With the release of the new movie adaptation of Stephen King’s It, unsurprisingly this month’s What’s the Difference? from CineFix is covering the book vs the 1990 mini-series.

The It mini-series come out on video – yes VHS, yes I am old – when I was just at the start of my teenage years. The adolescent characters facing the genuinely scary Pennywise was too much for me. Tim Curry’s portrayal of the demonic clown left me sleepless for a week. It is the only movie to have ever had this much of an impact on me.

I mean Pennywise is already a scary clown. But he turns into a giant nope. In Australia we’re wary of tiny nopes. A giant nope is a ticket to nightmares.


So guess what book I refuse to read and which recent adaptation I won’t be watching.*

Although, apparently the new movie is genuinely good:

*Yeah, I know, I probably wouldn’t find it scary now. I probably will eventually read the novel and watch the new movie. Maybe.

8 thoughts on “Book vs Movie: Stephen King’s It – What’s the Difference?

    1. Don’t worry, those are dangerous Nopes, just there to catch flies.

      Good to know it isn’t scary. Might give it a read then. I have The Stand on my shelf to read. My wife loved that, so looking forward to it. Also have Pet Cemetery in paperback. Can’t remember what I have on ebook.

      Liked by 1 person

      1. My experience, so far, with King is that he’s not a terror author. I don’t feel like I have to leave the lights on at night after reading him. But what he writes really disturbs me. Which is why I limit myself to one King book a year 🙂

        Liked by 1 person

  1. So, these thoughts are mine, based on what I remember. I was a fan of the Goosebumps books when I was six or seven. So naturally I thought I was perfectly capable of handling this miniseries when it was released. To say I was terrified was an understatement. But I was hooked. I dropped those Goosebumps like a bad habit and started reading a Stephen King. It was quite engrossing, but not so much scary.
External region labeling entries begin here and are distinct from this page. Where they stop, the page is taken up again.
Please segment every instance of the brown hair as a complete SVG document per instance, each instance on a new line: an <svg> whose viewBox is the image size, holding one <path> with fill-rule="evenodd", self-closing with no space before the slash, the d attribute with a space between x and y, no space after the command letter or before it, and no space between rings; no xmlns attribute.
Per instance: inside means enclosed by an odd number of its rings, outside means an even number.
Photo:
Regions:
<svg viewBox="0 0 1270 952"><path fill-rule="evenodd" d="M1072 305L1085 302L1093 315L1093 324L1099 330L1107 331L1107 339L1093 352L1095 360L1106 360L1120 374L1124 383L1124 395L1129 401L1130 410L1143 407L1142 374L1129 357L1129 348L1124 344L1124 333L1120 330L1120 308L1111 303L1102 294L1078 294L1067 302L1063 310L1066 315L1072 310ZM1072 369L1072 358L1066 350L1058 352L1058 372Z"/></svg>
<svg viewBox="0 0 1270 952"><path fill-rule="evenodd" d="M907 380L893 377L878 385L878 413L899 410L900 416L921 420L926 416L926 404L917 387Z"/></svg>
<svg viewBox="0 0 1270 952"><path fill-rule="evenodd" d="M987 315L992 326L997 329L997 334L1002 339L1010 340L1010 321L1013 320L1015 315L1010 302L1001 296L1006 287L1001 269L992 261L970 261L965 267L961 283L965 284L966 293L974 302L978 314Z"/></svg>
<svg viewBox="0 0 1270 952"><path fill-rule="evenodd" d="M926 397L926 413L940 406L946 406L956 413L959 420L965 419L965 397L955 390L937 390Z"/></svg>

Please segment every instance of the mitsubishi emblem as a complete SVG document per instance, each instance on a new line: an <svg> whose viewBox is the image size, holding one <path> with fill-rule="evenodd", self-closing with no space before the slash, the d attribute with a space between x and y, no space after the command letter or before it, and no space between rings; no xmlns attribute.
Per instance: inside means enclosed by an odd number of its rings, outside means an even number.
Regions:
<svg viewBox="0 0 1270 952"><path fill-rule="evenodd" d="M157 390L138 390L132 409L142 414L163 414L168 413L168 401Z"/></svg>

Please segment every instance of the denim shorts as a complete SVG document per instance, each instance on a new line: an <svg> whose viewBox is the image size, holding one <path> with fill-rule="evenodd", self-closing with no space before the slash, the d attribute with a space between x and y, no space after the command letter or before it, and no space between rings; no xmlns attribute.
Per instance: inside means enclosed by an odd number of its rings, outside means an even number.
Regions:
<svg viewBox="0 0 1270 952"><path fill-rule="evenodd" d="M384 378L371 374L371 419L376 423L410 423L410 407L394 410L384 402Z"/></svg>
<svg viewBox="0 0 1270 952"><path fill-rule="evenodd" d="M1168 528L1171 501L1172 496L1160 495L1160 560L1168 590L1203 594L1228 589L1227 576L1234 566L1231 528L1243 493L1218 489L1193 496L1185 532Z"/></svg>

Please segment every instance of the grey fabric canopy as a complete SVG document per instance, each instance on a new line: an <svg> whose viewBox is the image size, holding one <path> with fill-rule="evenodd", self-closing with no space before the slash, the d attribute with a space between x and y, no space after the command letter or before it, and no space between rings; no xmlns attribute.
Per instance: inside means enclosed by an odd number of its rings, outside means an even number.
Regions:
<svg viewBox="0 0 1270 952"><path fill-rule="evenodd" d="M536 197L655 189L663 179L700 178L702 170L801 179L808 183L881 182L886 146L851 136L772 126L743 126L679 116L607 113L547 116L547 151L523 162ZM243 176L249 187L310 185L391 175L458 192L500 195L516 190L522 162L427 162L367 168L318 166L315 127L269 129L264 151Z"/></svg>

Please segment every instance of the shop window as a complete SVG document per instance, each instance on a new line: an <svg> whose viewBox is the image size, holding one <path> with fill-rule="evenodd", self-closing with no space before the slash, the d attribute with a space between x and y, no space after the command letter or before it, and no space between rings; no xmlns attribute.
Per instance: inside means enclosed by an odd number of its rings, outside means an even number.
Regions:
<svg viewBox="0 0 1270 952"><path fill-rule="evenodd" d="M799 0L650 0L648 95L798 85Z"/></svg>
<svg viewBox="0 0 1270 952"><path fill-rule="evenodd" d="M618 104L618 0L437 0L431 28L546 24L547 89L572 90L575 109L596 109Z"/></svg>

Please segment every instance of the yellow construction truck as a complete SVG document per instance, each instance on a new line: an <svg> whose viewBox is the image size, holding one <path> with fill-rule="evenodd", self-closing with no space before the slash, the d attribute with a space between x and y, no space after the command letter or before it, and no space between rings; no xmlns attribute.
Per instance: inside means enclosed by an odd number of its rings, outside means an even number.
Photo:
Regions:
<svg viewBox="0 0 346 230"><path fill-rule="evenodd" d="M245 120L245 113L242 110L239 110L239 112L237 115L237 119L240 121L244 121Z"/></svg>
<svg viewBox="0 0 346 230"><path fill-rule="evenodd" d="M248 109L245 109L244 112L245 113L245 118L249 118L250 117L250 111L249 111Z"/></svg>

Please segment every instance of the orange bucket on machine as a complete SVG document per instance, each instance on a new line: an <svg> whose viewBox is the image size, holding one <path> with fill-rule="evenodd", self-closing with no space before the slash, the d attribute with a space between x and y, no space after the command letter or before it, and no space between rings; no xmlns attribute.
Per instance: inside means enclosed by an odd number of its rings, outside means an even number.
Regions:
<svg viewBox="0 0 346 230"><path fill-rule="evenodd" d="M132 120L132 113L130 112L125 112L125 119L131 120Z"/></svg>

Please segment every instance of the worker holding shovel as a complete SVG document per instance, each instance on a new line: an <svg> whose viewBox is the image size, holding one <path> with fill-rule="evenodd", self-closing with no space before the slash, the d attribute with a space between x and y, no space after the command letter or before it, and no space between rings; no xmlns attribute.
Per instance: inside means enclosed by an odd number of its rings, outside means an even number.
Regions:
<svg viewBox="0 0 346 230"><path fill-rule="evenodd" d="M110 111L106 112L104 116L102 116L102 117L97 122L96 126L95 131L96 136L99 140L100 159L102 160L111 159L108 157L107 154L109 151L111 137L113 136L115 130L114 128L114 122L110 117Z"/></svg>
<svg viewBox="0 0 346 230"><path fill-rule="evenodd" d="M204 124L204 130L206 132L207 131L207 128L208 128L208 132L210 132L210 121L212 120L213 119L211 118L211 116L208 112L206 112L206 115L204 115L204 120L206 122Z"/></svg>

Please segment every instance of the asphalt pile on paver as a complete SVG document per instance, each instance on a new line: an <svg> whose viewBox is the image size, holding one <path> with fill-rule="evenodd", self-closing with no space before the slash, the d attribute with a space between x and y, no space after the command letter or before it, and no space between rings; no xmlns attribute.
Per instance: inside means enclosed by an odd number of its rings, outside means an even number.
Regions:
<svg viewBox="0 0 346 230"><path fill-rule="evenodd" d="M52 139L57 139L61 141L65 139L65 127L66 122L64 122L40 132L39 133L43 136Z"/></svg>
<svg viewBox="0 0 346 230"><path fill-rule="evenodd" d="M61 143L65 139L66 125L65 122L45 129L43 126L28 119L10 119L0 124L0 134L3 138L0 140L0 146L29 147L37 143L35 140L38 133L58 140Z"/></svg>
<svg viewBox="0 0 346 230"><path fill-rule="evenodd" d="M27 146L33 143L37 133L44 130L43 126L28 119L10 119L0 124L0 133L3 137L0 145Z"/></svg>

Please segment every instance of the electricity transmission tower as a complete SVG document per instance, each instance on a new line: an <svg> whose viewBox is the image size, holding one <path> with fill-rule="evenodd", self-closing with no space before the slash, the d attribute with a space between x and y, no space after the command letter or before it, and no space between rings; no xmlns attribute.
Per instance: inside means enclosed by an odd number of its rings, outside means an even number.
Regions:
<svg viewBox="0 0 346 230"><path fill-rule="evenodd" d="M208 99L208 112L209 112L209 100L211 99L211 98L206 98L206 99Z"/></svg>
I liked the way the news reports were presented, and even the narrative of Pennywise. But the chemistry with the Loser’s Club was really the core of it. Of course, there that strange scene in the book that unified the kids and allowed them to become adult’s all in one go. I’ve seen the miniseries from time to time over the years and remember those frights with find appreciation. But I waited to watch It again in favor of having a somewhat cleansed palette. The theatrical version of It was so far beyond what I’d hoped for, that I saw it again a second time this past weekend. The new Pennywise isn’t like Tim Curry’s portrayal, where he was apt to start cracking jokes, laying on actual clown humor over the few “scary” moments. Bill Skarsgard’s version is childlike in nature, but he has a deep hatred for kids. You can tell from the first, and notable more infamous “Georgie” scene. The way he terrifies his victims before attacking them is almost like marinating his food just the way he likes, and when the kids are good and terrified, he’s ready to save them for hibernation time. He toys with the kids in an almost animalistic way, much like a lion might play with a gazelle before ripping out its throat. But when he does this, his movements are erratic and very unpredictable, which is ultimately what makes Pennywise so terrifying. Of course, after my second viewing of the movie, I went back to watch to miniseries. I have to say, it doesn’t do the movie justice. I spent most of my time rolling my eyes and wondering how I was actually that scared at all in the first place.

    Also, those nopes are quite scary. Loved the meme.

    Liked by 1 person

      1. No, not a baby. I remember begging my mother to give me my baby blanket back, I was so terrified. Looking back, I question how I was so scared, but I do know that I was. The movie definitely suits the world we’ve grown into.